Tant que je goûtai celle-là dans toute sa pureté, toute autre occupation me fut toujours insipide. Mais quand, une fois jeté dans la carrière littéraire par des impulsions étrangères, je sentis la fatigue du travail d’esprit et l’importunité d’une célébrité malheureuse, je sentis en même temps languir et s’attiédir mes douces rêveries, et bientôt forcé de m’occuper malgré moi de ma triste situation, je ne pus plus retrouver que bien rarement ces chères extases qui durant cinquante ans m’avaient tenu lieu de fortune et de gloire, et sans autre dépense que celle du temps m’avaient rendu dans l’oisiveté le plus heureux des mortels.
J’avais même à craindre dans mes rêveries que mon imagination effarouchée par mes malheurs ne tournât enfin de ce côté son activité, et que le continuel sentiment de mes peines, me resserrant le cœur par degrés, ne m’accablât enfin de leur poids. Dans cet état, un instinct qui m’est naturel, me faisant fuir toute idée attristante, imposa silence à mon imagination et, fixant mon attention sur les objets qui m’environnaient, me fit pour la première fois détailler le spectacle de la nature, que je n’avais guère contemplé jusqu’alors qu’en masse et dans son ensemble.
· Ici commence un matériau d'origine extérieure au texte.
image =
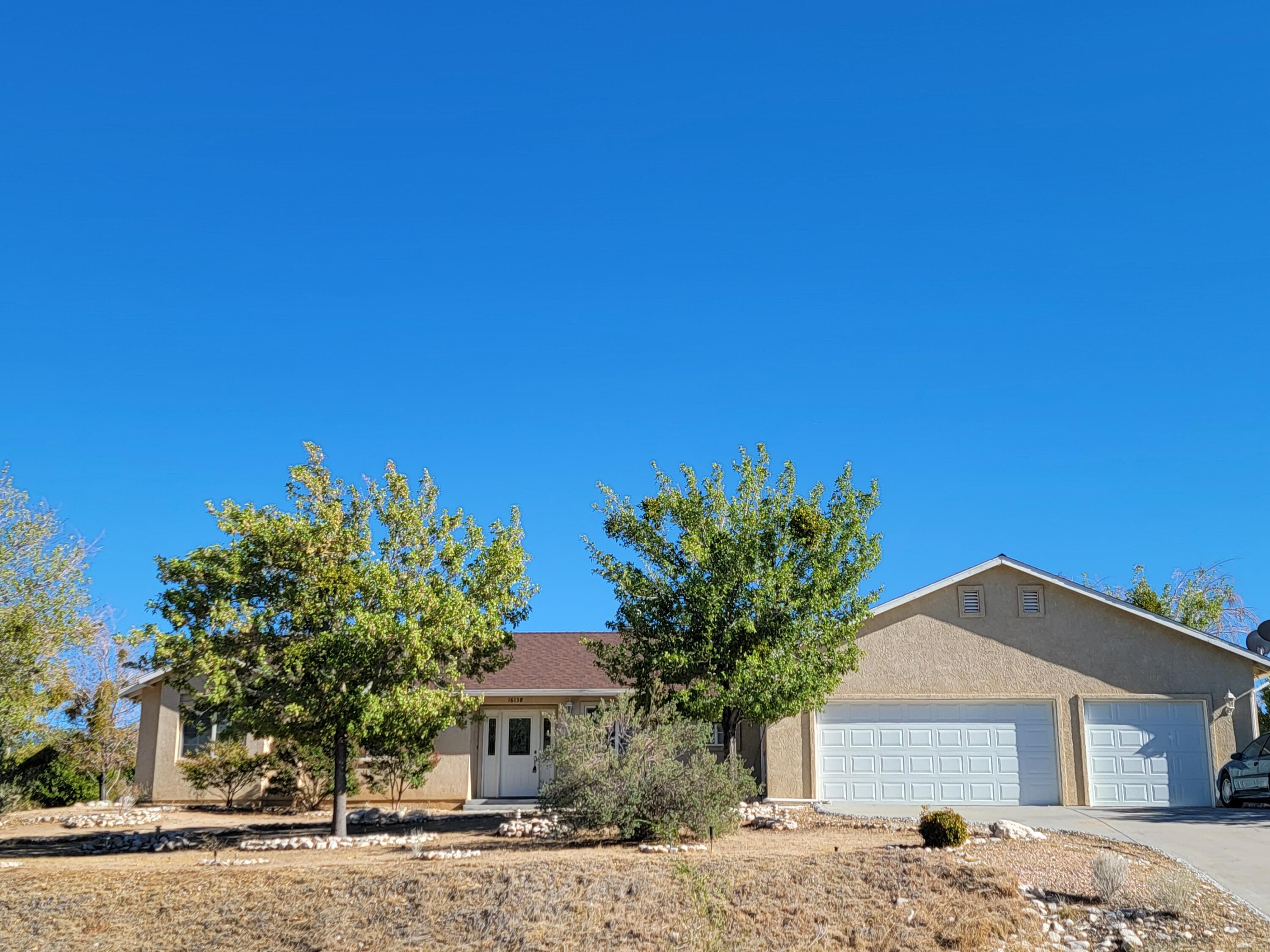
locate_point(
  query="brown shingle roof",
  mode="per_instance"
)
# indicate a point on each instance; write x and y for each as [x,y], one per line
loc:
[550,660]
Les arbres, les arbrisseaux, les plantes, sont la parure et le vêtement de la terre. Rien n’est si triste que l’aspect d’une campagne nue et pelée qui n’étale aux yeux que des pierres, du limon et des sables. Mais vivifiée par la nature et revêtue de sa robe de noces au milieu du cours des eaux et du chant des oiseaux, la terre offre à l’homme dans l’harmonie des trois règnes un spectacle plein de vie, d’intérêt et de charme, le seul spectacle au monde dont ses yeux et son cœur ne se lassent jamais. »

Jean-Jacques Rousseau, Les Rêveries du promeneur solitaire (Éditions Gallimard et Librairie Générale Française 1965, Livre de poche N° 1516, pages 117-118).